A veces me pasa, y es curioso, que cuando se marcha alguien a quien le tengo mucho aprecio, me parece que vuelvo a verle. En la cola del supermercado, al doblar la esquina, esperando en el semáforo. Es solo un instante pero suficiente para sacarme una sonrisa (porque siempre me pasa con gente a la que apreciaba mucho) y darme cuenta en un segundo de que no puede ser verdad, que no es cierto, porque esa persona ya no está.

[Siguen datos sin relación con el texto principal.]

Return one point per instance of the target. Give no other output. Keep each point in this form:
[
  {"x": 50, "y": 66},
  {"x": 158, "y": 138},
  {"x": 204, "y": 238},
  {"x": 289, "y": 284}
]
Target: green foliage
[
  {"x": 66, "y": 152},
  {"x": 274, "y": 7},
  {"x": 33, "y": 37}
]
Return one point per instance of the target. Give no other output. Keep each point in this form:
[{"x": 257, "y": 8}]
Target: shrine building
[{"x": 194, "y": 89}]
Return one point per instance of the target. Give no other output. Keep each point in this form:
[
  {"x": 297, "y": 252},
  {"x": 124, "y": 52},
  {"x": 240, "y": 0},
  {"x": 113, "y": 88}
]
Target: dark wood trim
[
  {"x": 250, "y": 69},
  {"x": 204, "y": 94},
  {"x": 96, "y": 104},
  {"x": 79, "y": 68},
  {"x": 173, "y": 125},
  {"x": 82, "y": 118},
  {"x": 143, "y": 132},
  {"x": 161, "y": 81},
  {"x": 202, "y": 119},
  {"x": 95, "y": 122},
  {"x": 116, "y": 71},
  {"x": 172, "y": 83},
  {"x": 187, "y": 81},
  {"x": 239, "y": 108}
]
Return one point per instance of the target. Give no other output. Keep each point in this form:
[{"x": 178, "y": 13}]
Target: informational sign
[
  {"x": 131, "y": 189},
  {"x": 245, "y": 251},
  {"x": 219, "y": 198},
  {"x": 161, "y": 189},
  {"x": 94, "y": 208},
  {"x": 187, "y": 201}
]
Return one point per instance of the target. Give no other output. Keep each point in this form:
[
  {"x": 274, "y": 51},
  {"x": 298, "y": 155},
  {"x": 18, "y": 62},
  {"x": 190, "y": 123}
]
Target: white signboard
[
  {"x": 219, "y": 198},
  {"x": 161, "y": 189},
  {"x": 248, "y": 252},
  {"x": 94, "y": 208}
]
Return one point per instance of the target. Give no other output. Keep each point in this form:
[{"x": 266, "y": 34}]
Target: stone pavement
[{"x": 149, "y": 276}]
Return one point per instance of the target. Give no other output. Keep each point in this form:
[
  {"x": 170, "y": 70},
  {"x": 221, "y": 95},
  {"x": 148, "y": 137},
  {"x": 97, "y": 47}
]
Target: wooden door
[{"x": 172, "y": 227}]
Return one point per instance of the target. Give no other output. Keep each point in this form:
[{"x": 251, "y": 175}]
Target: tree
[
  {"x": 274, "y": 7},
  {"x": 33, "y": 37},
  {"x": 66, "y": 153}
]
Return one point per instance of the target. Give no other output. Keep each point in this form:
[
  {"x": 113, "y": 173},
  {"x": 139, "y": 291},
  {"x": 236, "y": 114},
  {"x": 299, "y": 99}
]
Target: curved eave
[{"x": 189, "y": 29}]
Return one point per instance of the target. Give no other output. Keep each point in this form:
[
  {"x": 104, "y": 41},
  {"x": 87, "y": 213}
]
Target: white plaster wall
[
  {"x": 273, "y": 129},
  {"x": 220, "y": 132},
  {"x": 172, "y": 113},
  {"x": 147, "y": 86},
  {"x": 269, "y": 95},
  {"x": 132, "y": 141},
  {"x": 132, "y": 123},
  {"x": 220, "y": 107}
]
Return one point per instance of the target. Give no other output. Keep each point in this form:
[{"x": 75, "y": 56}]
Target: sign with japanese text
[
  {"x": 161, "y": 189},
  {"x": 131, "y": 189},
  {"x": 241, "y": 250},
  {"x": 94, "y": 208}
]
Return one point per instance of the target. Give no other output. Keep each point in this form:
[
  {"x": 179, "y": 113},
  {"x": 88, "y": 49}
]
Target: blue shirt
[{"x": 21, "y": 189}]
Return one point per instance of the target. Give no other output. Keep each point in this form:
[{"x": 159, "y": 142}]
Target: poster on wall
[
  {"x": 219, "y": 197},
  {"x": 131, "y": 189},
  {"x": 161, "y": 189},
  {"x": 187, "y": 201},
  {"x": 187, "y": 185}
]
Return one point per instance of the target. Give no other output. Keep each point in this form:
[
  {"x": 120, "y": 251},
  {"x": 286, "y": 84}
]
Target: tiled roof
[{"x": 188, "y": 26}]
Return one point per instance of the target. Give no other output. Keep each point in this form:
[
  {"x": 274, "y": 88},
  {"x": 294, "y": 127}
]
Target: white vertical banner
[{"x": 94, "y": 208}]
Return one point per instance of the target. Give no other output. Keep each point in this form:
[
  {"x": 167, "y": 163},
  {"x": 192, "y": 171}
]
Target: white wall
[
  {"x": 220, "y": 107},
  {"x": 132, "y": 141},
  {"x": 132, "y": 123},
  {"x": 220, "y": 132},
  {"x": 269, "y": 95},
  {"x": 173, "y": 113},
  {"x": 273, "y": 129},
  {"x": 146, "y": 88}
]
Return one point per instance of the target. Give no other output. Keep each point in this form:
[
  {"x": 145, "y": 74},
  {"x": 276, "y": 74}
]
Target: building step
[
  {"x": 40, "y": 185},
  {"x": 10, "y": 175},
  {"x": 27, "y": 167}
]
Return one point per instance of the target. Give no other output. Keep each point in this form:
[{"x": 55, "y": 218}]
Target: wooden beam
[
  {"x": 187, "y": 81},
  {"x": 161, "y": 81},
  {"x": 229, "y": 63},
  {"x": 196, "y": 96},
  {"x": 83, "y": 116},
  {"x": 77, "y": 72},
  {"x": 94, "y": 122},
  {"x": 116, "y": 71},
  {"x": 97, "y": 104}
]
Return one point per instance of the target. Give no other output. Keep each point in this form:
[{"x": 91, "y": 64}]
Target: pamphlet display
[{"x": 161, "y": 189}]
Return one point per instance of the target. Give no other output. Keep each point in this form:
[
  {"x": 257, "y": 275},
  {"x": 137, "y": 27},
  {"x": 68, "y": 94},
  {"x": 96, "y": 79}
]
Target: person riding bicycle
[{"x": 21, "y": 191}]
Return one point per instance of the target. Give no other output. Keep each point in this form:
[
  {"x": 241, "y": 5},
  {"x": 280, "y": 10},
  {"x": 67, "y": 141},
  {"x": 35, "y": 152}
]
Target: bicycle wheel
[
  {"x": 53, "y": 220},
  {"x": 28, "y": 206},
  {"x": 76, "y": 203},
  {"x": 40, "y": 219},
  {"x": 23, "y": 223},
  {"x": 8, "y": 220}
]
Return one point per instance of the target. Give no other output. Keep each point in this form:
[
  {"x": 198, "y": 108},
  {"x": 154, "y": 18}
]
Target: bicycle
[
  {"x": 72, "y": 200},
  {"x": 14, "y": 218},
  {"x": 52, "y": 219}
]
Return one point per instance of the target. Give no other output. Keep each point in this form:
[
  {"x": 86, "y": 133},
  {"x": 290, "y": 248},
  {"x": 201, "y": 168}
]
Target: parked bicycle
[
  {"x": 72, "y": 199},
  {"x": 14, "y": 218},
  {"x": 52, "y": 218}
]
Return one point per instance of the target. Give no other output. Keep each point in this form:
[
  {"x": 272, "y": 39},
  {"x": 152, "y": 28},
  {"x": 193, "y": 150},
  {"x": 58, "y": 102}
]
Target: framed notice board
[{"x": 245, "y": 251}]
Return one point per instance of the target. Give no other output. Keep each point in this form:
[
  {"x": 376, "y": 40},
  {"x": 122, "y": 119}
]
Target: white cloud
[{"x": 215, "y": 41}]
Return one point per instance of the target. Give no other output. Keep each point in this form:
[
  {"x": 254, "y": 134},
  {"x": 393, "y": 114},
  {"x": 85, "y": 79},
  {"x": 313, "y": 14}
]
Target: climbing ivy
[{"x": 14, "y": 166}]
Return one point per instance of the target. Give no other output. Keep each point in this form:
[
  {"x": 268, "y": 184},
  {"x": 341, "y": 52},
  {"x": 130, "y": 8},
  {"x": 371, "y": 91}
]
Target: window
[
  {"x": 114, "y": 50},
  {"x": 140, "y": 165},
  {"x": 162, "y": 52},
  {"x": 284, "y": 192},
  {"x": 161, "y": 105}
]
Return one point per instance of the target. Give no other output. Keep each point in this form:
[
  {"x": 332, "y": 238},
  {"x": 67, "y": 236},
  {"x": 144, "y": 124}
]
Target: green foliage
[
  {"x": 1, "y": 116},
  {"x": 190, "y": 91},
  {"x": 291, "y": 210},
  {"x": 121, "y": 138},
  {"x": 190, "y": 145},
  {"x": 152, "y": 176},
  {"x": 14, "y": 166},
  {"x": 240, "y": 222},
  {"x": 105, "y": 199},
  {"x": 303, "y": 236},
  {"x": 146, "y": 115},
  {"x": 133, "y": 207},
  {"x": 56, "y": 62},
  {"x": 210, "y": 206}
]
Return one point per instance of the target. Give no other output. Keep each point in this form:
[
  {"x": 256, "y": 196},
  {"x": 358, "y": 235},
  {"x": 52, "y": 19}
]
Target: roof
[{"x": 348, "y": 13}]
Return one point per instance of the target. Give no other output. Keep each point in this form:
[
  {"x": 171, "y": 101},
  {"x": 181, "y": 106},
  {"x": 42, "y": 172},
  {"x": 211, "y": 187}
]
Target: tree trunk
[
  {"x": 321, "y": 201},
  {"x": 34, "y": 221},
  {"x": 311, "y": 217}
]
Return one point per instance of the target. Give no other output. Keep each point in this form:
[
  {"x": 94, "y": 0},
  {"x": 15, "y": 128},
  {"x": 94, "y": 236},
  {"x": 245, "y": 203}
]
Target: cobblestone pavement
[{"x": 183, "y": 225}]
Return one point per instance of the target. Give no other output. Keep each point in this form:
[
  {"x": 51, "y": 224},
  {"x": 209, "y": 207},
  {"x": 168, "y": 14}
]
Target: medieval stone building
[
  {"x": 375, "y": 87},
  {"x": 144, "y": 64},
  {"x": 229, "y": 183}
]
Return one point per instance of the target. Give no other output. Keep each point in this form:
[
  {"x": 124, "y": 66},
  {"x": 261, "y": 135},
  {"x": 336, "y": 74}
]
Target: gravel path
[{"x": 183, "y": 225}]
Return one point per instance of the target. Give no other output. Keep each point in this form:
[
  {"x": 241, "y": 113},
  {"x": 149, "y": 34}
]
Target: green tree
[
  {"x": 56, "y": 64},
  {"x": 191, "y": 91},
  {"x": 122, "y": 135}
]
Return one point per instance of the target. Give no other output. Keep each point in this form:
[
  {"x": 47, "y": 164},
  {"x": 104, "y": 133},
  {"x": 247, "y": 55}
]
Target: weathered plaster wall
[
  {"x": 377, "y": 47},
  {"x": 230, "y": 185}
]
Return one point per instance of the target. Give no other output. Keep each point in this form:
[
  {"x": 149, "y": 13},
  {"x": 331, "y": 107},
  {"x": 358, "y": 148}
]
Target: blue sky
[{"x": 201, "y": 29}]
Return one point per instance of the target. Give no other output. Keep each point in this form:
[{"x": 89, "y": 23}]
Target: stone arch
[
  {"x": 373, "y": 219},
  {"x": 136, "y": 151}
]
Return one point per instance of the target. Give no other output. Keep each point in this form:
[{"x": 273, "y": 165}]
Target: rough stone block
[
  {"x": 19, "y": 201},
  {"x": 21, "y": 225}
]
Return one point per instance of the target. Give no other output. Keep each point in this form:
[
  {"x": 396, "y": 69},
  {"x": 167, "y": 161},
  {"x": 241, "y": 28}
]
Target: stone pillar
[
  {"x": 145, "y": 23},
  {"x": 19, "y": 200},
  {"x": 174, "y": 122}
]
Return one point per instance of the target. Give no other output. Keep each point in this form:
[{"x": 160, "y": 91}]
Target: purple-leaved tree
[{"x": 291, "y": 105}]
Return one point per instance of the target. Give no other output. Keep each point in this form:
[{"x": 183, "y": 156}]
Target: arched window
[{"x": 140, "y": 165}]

Sé que me pasará con Carlos porque era bueno y porque siempre estuvo, desde el principio, a mi lado y al de Soraya cuando nos convertimos en Unpuntocurioso. Nos conoció así y nos cogió cariño, como siempre decía él, y del vínculo profesional que nos unía a través de los libros pasamos a valorarnos por las palabras, por los gestos, por los detalles, por los abrazos.

Carlos no solo era un excelente escritor que a través del Cocodrilo Cirilo, la Bruja Piruja y su preciosa versión del Lazarillo de Tormes conquistó a muchos lectores, no, fue mucho mejor persona aún. Profesor vocacional, defensor acérrimo de la cultura y de la palabra como medio, especialmente a través de la poesía. A Carlos  le encantaba jugar con la poesía y siempre encontraba la palabra perfecta, siempre, las sacaba de las piedras y de las maderas, como si la naturaleza le hablase y le pidiese también que no se olvidara de ella. Entonces las convertía en artilugios mágicos que se convertían en regalos para todos los que podíamos disfrutarlos.

A nosotras nos regalaste tu sabiduría y tu experiencia. Siempre tuviste una palabra de ánimo y un abrazo calentito, un consejo adecuado.  Ahora los demás nos hemos quedado sin palabras, hoy nos faltan, pero con tu ejemplo tendremos que encontrar la fuerza y el cariño para no dejar de hacerlo. Espero verte de nuevo, Carlos, al cruzar la calle, esperando a que se ponga verde el semáforo, aunque sea solo un segundo, para compartir de nuevo una de tus sonrisas, a pesar de que luego duela.